Juan Gaitán, La Nueva España
All’inizio c’è un brano inquietante che anticipa il resto del libro come il fruscìo delle foglie prima di un uragano: “Fece scattare la leva della serratura e premette le mani contro il vetro, lasciando impronte che presto non avrebbero più avuto un corrispettivo vivente”. Per Pamela Schumacher, l’uragano è un serial killer che fa irruzione nella casa della sua confraternita studentesca a Tallahassee, in Florida, nel 1978. Quattro sorelle vengono aggredite. Due sopravvivono, due muoiono. Pamela è l’unica che vede in faccia l’assassino e, quarant’anni dopo, è ancora tormentata da lui e in lutto per le amiche a cui è stata strappata la vita.
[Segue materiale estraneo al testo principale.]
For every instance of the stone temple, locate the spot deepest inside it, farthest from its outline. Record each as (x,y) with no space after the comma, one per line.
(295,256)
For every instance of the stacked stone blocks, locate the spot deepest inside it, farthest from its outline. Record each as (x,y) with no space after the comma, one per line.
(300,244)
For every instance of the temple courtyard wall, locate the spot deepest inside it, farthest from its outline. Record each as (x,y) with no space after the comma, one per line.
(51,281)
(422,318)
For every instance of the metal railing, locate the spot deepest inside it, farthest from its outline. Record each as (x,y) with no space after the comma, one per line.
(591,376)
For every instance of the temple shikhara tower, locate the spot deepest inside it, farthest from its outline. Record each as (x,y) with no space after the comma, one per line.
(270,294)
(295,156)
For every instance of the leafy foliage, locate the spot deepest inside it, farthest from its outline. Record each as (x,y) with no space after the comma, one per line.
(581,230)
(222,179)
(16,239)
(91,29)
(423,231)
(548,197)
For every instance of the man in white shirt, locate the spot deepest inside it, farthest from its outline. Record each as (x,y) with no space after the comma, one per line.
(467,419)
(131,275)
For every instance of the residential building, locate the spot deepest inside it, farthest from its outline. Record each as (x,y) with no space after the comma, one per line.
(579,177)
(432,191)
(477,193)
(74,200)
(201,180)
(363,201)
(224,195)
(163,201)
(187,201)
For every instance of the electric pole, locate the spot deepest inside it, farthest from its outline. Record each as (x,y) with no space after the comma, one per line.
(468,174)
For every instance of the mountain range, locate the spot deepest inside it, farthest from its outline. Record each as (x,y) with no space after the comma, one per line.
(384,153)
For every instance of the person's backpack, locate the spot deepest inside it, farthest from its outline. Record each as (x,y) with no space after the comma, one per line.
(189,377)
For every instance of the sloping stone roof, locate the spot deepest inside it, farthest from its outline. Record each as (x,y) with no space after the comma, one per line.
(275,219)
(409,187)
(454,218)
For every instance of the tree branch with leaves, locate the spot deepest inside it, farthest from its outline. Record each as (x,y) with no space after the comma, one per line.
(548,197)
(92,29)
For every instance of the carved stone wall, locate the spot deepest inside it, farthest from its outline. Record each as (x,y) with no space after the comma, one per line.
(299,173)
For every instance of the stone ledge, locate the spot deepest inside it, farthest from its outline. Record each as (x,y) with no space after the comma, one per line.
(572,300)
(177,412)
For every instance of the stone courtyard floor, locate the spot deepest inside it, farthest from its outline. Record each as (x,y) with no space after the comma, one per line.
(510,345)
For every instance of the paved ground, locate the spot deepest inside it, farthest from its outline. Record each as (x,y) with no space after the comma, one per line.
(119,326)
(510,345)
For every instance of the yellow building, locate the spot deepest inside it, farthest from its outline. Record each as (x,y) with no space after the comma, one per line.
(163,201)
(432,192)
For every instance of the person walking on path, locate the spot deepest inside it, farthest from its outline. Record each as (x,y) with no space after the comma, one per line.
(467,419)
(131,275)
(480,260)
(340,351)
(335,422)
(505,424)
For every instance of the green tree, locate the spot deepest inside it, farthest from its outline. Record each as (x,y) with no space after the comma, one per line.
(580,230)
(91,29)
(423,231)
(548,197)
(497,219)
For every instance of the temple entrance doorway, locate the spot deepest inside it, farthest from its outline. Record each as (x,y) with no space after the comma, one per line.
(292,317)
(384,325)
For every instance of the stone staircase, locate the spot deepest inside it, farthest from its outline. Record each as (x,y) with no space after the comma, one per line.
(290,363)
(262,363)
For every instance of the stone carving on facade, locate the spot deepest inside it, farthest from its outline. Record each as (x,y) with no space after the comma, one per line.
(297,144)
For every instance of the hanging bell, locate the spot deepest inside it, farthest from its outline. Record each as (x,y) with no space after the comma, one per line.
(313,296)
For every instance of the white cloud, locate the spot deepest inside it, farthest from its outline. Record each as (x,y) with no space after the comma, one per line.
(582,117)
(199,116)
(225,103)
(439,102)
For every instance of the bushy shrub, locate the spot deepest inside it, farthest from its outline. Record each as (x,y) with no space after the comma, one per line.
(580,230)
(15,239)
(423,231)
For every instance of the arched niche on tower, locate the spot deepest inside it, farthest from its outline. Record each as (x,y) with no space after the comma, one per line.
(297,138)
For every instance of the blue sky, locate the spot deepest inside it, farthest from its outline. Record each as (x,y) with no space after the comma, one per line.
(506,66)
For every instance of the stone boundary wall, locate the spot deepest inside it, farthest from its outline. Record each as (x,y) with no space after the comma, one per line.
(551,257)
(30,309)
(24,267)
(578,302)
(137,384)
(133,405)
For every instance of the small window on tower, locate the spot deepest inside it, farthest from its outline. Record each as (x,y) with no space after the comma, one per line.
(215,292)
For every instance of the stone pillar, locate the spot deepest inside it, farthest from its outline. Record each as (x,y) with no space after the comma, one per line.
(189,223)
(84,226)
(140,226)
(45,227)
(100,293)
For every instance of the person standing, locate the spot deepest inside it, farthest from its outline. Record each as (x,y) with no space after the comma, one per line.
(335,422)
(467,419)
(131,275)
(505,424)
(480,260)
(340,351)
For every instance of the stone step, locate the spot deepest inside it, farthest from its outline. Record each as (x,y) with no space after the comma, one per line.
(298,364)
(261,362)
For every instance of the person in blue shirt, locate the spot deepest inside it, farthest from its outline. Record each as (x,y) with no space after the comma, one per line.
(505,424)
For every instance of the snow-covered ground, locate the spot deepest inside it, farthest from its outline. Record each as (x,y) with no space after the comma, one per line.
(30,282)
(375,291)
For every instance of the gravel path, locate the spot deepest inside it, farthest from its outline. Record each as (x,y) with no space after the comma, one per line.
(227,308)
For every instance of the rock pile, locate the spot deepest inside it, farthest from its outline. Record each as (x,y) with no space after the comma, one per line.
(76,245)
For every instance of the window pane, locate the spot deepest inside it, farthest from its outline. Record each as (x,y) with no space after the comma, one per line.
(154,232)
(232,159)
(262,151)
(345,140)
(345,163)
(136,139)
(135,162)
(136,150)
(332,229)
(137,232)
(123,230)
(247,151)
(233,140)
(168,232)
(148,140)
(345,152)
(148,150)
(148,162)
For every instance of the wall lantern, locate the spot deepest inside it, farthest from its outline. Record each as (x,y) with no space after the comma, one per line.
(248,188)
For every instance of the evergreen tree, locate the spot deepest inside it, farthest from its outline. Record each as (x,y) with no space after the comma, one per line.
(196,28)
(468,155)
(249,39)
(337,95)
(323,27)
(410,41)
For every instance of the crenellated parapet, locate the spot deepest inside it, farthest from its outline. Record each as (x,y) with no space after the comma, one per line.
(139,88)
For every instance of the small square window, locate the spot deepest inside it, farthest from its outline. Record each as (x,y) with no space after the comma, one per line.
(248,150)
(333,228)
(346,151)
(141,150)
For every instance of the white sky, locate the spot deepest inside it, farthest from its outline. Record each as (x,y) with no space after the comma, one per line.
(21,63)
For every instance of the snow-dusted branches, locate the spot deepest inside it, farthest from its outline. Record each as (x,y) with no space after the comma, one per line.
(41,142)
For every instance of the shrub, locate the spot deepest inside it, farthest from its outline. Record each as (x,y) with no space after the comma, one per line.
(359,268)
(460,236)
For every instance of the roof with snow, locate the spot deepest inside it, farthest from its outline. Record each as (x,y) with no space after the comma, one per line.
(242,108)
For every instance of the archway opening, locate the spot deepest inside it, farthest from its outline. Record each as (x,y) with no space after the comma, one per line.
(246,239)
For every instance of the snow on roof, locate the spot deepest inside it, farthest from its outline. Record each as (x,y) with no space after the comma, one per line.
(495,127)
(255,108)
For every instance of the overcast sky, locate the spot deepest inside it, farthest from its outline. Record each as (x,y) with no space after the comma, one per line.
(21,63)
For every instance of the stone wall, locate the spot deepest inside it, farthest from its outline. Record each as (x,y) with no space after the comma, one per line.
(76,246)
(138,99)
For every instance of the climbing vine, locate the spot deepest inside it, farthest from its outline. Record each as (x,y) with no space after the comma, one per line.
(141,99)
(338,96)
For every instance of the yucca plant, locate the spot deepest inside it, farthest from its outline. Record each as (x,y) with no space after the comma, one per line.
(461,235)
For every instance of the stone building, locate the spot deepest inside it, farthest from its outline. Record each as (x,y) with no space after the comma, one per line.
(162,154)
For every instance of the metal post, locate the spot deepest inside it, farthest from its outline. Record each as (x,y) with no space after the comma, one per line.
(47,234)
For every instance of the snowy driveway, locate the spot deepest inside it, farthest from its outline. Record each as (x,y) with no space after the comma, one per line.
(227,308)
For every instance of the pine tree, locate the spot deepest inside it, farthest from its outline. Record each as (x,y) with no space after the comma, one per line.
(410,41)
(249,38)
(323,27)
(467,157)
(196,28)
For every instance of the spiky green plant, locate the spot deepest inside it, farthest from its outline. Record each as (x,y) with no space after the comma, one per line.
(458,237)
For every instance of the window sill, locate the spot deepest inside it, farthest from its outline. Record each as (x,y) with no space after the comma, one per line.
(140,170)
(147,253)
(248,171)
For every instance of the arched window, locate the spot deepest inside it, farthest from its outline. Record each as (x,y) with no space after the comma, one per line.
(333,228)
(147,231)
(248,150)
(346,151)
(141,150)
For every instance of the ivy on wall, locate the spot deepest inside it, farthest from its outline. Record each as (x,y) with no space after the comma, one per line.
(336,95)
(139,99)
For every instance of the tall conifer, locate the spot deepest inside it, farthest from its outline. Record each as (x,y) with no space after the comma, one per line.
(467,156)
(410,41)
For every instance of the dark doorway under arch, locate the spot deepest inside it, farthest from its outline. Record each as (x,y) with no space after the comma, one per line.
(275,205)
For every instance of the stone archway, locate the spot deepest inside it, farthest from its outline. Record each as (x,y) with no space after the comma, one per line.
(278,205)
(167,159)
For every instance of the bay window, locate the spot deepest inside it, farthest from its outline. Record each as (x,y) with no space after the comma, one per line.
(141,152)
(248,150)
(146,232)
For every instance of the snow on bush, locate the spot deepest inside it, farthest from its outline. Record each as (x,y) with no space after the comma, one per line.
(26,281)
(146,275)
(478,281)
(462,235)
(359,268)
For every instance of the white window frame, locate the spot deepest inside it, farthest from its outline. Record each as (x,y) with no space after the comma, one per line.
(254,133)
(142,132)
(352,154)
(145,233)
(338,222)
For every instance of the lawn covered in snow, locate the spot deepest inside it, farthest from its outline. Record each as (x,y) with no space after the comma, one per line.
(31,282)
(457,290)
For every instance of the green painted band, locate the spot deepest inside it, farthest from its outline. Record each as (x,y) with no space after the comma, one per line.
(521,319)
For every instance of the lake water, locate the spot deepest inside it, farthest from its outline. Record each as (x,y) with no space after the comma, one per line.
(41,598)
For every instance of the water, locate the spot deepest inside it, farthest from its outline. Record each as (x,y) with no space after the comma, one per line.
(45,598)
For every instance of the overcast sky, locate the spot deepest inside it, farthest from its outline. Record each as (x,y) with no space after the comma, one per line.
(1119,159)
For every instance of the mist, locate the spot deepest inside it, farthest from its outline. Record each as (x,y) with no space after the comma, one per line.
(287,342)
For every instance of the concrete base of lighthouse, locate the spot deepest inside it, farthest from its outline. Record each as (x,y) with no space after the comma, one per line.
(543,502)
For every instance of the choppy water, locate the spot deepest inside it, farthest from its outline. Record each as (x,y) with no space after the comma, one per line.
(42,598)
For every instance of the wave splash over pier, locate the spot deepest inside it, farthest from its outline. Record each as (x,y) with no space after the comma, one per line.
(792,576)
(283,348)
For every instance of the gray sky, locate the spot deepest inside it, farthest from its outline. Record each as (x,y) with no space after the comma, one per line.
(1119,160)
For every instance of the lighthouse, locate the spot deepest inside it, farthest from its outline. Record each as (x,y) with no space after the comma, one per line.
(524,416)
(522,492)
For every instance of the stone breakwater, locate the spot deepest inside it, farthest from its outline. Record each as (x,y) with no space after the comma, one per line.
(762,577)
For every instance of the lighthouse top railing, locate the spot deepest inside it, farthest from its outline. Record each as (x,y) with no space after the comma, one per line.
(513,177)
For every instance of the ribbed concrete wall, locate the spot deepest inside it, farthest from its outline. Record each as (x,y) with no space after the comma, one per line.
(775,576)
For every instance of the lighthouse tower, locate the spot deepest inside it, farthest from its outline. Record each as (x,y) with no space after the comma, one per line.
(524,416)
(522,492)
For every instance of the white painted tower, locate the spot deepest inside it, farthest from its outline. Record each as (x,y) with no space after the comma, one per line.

Il romanzo è pieno di momenti in cui si percepisce quanto il mondo trami contro qualsiasi donna, giovane o meno, che osi essere “brillante” (bright, appunto). C’è sempre qualcosa nell’ombra che maledice ciò che brilla. Jessica Knoll non rende facile il percorso di Pamela (né tantomeno il nostro), ma lo conclude con un urlo catartico, rimasto troppo a lungo soffocato.